Bild: Diskussion übers Heizrohr? Olaf Scholz greift daneben
Zum Glück lässt der Winter dieses Jahr auf sich warten. Noch muss nicht auf
höchster Stufe geheizt werden. Die Verunsicherung ist trotzdem groß. Die
Menschen fragen sich, wie viel Geld sie auf die Seite legen müssen, um die
nicht planbaren Nebenkosten zu bezahlen.
Im September kündigte die Bundesregierung den „Doppelwumms“ an, ein
200-Milliarden-Euro-Entlastungspaket, um den rasanten Anstieg der
Energiepreise abzufedern. Olaf Scholz wollte damit der zunehmenden
Verunsicherung in der Bevölkerung entgegenwirken. Doch seither drehen sich
die Diskussionen um eine Unmenge an Details und Umsetzungsfragen.
Eine [1][Gaspreiskommission hat Vorschläge] erarbeitet und nun debattiert
die Regierung, ob und wie sie diese Empfehlungen umsetzen will – und kann.
Denn die Sache ist denkbar komplex.
Parallel dazu wurde eine Strompreisbremse entwickelt. Und es werden immer
mehr Rufe [2][nach weiteren Entlastungen] laut. Die SPD wünscht sich
beispielsweise, dass auch Menschen, die mit Öl oder Holz heizen, entlastet
werden.
Auch wenn die Regierung diese Woche eine Ansage machen und damit endlich
Klarheit schaffen wird, bleibt das Vorhaben kompliziert. Das Ziel, den
Bürgerinnen Sicherheit zu geben, wird wohl nicht erreicht werden.
## Ginge es nicht auch gerechter und einfacher?
Auch ist unklar, wie groß der Streuverlust der Maßnahmen sein wird. Also
wie viele staatliche Mittel in Haushalte fließen, die die Situation ohne
finanzielle Hilfen stemmen könnten. Teil der Debatte ist deshalb auch die
Frage, ob begüterte Menschen die geplanten Hilfen versteuern müssen.

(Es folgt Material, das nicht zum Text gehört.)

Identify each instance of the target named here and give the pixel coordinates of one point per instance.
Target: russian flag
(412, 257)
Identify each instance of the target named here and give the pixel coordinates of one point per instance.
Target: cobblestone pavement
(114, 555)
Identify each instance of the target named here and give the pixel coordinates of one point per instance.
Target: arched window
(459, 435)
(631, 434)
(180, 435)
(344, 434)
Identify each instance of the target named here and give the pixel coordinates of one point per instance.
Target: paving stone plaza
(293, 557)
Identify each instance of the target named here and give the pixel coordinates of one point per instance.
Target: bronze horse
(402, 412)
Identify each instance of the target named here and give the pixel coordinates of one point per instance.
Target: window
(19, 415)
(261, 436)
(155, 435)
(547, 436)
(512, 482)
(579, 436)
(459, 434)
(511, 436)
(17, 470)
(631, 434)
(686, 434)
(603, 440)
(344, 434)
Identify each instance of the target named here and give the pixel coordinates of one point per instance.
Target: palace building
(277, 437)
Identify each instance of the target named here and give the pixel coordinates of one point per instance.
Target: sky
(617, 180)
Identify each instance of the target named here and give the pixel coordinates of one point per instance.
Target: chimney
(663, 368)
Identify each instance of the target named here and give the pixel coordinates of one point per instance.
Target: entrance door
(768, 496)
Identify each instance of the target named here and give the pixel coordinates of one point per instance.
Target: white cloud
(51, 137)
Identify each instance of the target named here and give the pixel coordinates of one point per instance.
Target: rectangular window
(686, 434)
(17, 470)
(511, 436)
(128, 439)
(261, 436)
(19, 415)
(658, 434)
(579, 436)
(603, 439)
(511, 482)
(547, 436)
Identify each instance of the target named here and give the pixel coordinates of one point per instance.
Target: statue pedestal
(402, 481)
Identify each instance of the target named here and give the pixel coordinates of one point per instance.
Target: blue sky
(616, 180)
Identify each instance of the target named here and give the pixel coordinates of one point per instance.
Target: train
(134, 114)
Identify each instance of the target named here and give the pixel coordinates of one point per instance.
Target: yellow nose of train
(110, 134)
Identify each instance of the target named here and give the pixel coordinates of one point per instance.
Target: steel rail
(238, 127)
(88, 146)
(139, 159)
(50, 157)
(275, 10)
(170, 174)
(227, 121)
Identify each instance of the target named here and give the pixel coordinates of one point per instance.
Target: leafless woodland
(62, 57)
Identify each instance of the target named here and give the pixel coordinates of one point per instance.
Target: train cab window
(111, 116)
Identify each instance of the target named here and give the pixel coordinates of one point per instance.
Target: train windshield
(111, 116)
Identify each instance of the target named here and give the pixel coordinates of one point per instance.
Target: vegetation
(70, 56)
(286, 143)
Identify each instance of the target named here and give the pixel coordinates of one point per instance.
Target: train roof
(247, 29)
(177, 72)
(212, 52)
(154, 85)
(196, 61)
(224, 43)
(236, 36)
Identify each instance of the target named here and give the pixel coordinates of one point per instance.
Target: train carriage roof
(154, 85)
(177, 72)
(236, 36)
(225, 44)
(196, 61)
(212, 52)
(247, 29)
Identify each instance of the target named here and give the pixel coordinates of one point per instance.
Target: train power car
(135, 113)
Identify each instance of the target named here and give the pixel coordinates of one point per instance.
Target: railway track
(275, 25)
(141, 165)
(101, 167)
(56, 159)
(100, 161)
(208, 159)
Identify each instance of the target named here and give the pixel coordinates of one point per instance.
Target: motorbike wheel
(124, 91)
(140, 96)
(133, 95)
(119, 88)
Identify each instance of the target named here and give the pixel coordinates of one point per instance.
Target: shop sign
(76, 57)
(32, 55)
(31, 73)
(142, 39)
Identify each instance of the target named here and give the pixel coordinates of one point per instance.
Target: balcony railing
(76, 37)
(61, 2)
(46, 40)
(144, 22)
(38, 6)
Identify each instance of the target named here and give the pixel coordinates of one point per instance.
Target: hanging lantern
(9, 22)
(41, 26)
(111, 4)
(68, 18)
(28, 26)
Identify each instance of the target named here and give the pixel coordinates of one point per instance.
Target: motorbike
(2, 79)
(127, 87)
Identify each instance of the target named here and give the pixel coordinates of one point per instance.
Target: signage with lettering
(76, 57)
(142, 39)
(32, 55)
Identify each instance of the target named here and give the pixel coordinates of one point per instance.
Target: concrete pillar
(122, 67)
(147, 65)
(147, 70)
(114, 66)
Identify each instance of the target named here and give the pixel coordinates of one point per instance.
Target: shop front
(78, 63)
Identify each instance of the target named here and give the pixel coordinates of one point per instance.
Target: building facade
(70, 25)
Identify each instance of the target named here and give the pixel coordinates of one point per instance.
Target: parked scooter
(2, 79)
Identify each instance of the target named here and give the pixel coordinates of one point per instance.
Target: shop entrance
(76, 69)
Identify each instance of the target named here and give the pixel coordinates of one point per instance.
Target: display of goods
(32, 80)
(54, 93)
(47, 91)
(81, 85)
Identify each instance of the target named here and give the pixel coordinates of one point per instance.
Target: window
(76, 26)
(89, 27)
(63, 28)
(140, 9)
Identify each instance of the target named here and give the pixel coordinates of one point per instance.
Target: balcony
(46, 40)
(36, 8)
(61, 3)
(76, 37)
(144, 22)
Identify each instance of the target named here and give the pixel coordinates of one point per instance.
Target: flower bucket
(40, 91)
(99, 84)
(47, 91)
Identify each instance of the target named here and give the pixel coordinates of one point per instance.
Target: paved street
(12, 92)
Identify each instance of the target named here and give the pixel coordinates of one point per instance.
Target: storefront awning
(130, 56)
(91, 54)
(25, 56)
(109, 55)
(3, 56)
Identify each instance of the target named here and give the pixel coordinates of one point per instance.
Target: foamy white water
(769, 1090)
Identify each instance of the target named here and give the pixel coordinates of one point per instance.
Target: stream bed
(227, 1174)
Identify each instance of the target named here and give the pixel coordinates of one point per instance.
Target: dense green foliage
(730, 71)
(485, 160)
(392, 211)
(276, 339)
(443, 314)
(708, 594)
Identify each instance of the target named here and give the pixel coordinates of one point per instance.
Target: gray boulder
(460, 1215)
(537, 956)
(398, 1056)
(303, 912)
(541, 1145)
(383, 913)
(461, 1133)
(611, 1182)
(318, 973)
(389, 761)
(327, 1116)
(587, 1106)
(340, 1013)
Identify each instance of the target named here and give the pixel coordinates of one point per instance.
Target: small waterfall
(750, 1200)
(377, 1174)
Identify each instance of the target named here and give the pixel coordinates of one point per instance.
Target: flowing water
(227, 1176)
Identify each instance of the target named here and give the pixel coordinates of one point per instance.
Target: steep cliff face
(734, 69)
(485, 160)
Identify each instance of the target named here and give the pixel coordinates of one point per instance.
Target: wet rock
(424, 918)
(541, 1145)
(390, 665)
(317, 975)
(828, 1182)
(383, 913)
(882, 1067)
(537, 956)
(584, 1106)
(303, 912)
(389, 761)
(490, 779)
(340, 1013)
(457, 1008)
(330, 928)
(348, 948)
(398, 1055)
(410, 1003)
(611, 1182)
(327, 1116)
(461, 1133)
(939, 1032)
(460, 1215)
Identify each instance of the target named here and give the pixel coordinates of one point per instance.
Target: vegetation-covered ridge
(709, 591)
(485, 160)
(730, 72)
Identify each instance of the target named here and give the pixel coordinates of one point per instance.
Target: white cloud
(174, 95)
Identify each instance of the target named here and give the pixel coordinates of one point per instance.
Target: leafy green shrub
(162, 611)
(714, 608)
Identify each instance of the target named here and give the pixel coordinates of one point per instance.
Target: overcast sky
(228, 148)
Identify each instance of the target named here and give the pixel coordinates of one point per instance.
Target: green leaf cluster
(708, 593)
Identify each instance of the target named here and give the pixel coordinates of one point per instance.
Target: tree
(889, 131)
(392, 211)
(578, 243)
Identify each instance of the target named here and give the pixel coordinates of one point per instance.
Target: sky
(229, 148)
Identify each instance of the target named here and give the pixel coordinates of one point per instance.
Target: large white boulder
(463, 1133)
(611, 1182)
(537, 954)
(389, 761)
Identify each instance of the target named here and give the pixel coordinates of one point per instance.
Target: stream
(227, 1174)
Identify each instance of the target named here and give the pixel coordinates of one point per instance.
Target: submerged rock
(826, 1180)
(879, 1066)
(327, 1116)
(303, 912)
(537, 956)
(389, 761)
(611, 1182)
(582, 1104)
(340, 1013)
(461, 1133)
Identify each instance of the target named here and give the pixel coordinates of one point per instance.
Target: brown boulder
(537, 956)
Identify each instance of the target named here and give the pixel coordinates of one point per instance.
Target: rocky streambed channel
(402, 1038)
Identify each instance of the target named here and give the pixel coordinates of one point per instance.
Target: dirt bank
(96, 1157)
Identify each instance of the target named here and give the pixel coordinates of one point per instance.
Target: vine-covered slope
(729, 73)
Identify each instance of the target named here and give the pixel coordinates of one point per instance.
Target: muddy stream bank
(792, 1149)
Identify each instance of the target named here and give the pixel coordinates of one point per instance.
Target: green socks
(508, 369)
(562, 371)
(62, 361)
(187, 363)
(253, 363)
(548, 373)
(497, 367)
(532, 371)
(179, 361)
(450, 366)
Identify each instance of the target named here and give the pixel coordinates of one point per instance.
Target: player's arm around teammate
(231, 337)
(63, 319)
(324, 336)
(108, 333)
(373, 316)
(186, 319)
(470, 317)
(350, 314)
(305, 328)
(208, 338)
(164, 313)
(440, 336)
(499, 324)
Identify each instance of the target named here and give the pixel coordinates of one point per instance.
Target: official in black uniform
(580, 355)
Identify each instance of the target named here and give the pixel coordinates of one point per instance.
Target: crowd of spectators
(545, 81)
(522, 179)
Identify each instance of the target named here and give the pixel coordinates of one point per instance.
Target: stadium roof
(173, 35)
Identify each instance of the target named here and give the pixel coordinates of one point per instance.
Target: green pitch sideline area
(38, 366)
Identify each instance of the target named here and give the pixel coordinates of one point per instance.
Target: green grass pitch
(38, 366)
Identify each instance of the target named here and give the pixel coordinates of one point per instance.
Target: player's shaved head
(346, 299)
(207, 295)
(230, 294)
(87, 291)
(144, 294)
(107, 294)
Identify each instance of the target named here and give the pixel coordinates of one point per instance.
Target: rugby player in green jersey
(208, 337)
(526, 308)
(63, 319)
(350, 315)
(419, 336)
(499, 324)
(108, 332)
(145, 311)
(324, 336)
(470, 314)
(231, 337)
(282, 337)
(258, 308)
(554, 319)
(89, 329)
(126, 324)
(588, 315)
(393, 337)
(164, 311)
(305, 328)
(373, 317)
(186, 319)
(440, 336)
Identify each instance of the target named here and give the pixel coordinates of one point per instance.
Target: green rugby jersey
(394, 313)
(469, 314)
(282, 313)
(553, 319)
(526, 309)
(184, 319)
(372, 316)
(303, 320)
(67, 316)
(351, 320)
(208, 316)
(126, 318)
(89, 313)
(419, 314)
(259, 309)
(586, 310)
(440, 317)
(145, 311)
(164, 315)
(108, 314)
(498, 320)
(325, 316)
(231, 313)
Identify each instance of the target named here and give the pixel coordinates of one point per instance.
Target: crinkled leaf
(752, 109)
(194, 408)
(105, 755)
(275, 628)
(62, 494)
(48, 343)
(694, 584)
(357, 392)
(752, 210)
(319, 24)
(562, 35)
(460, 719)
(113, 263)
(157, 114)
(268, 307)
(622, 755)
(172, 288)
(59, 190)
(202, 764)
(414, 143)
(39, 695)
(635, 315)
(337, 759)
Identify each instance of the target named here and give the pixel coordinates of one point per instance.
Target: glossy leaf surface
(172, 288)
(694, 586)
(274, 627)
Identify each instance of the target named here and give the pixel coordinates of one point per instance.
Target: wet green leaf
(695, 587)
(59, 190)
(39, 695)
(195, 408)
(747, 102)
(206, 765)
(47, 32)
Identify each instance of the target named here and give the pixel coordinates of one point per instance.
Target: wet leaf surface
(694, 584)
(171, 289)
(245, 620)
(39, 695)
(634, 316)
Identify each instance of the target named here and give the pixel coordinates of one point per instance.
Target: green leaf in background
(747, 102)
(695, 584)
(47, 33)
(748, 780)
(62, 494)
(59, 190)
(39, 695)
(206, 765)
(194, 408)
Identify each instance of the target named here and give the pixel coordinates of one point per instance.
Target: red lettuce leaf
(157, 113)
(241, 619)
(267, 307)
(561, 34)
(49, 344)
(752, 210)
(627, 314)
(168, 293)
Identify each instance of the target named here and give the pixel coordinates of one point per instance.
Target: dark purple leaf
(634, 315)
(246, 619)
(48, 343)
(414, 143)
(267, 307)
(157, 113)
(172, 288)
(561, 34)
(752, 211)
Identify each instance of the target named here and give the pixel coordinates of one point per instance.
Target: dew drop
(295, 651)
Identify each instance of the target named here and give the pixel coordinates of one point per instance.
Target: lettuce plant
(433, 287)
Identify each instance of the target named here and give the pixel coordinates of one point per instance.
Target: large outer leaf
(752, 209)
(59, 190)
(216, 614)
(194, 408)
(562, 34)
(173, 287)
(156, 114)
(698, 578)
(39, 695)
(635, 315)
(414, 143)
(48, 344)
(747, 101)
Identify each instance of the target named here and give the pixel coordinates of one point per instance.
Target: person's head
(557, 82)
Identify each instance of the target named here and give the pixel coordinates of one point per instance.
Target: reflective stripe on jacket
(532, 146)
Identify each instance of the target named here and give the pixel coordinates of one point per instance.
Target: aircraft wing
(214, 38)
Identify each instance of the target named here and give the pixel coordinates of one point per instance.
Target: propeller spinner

Ohnehin fragwürdig: Die vorgeschlagenen Preisbremsen für Gas und Strom
orientieren sich am Vorjahresverbrauch. Ein Haushalt bekommt also umso mehr
verbilligte Energie, je mehr er im letzten Jahr verbraucht hat. Das ist
insbesondere für die Menschen ein Problem, die schon letztes Jahr wenig
Geld hatten und beim Heizen gespart haben. Da fragen sich viele zu Recht,
ob es nicht gerechter und einfacher ginge.
Karen Pittel, Mitglied der Gaspreiskommission, hat schon Anfang Oktober im
Fernsehen ausgeführt, warum es aus ihrer Sicht nicht möglich sei,
zielgerichtet Haushalte mit Gasheizung und niedrigen Einkommen zu
unterstützen: Es gebe zwar die Daten darüber, wer wie heize und es gebe
auch Daten darüber, wer wie viel Geld zur Verfügung hätte, doch es sei aus
Datenschutzgründen nicht möglich, diese Informationen zu verknüpfen. Ergo
bliebe gar nichts anderes übrig, als schlicht alle Haushalte, die mit Gas
heizen, zu unterstützen.
Doch es gäbe eine Alternative: Nämlich stattdessen alle Haushalte mit wenig
Geld zu unterstützen, unabhängig davon, wie sie heizen.
In beiden Fällen werden die Haushalte mit Gasheizung und wenig Geld
unterstützt, in ersterem Fall werden zusätzlich Reiche mit Gasheizung
entlastet, in letzterem arme Menschen ohne Gasheizung. [3][Im Sinne der
sozialen Gerechtigkeit] wäre Zweiteres wünschenswert.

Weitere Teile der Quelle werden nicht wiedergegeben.